The full image processing pipeline is composed of the following steps:

  1. Image cropping and resizing to a low resolution;
  2. Master palette color quantization and mapping to a restricted color palette, plus color limit with dithering;
  3. Nearest-neighbor resizing to a high resolution, to make pixels look good, also enabling non-square pixels.
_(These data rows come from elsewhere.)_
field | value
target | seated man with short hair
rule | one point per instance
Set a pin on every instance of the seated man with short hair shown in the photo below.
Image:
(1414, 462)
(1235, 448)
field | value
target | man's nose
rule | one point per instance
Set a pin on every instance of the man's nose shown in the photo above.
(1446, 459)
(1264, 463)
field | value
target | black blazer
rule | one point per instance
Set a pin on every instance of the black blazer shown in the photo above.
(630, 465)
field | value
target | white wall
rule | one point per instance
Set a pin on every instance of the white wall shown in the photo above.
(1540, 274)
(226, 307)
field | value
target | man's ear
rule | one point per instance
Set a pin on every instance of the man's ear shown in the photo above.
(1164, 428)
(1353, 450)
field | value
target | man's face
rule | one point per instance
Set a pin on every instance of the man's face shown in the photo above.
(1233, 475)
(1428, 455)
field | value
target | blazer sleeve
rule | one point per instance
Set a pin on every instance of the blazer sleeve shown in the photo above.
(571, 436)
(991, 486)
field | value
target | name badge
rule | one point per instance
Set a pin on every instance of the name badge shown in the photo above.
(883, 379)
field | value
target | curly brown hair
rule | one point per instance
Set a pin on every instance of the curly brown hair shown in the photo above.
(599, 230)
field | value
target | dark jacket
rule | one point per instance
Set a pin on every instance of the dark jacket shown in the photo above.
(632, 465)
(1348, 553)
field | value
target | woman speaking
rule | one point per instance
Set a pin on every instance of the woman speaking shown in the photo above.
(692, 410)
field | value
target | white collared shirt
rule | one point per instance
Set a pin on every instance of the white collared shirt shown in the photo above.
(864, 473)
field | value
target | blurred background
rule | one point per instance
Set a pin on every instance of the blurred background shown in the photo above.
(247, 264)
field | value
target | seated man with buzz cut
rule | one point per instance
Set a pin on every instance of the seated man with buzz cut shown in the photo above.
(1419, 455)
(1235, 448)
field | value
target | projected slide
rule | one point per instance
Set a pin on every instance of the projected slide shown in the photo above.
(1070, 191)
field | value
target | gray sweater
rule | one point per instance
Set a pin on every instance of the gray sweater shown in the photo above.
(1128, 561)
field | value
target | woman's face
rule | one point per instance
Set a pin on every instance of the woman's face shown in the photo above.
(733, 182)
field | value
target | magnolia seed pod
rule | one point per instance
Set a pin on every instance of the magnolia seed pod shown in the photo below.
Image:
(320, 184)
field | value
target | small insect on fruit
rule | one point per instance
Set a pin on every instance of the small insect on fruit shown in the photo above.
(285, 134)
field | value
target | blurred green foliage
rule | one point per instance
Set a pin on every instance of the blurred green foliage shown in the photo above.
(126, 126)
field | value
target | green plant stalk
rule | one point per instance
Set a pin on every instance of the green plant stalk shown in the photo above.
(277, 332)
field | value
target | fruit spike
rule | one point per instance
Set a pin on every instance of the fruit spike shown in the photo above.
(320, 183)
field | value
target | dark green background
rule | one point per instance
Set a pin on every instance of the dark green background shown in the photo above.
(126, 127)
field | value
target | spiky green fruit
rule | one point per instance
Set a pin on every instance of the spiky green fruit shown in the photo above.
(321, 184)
Note: This application does not claim to achieve a perfect emulation of old hardware, but it should hopefully attain sufficiently good results for the intended nostalgia kick.

Using

The main options are: - -s | --standard: the video graphics standard to emulate. This only affects the colors used, not the image resolution. Possible options: - cga or cgamode4: CGA in mode 4, attempts to choose the best sub-palette and background color - fullcga: all 16 colors of the CGA master palette - cgamode4high1: CGA in mode 4, always subpalette 1 of high intensity (black, magenta, white, black) - ega: all 64 colors from the EGA master palette - 16bit: 16-bit color depth (4-5-4 RGB) - vga (default) or 18bit: 18-bit master palette - true or 24bit: 24-bit RGB color depth - -R WxH: the resolution to resize the image into. - -S WxH: the full image output size, resized from the previous option.

To convert an image to look like it was presented in VGA mode 13h, with non-square pixels:

retroimg «IMAGEFILE» -s vga -R 320x200 -S 1440x1080 -o «out.png»

This chooses the 256-color palette with the least loss. To use less colors (e.g. 100):

retroimg «IMAGEFILE» -s vga -R 320x200 -S 1440x1080 -c 100 -o «out.png»

To choose an output width or height and let the program pick the other dimensions based on pixel ratio:

retroimg «IMAGEFILE» -s vga -R 320x200 --height 1080 -r 4:5 -o «out.png»

This will stretch the image proportionally to the pixel size 4:5, meaning that it works best for images designed for this.

The full list of options is presented via retroimg -h or retroimg --help.

License

Licensed under either of

at your option.

Unless you explicitly state otherwise, any contribution intentionally submitted for inclusion in the work by you, as defined in the Apache-2.0 license, shall be dual licensed as above, without any additional terms or conditions.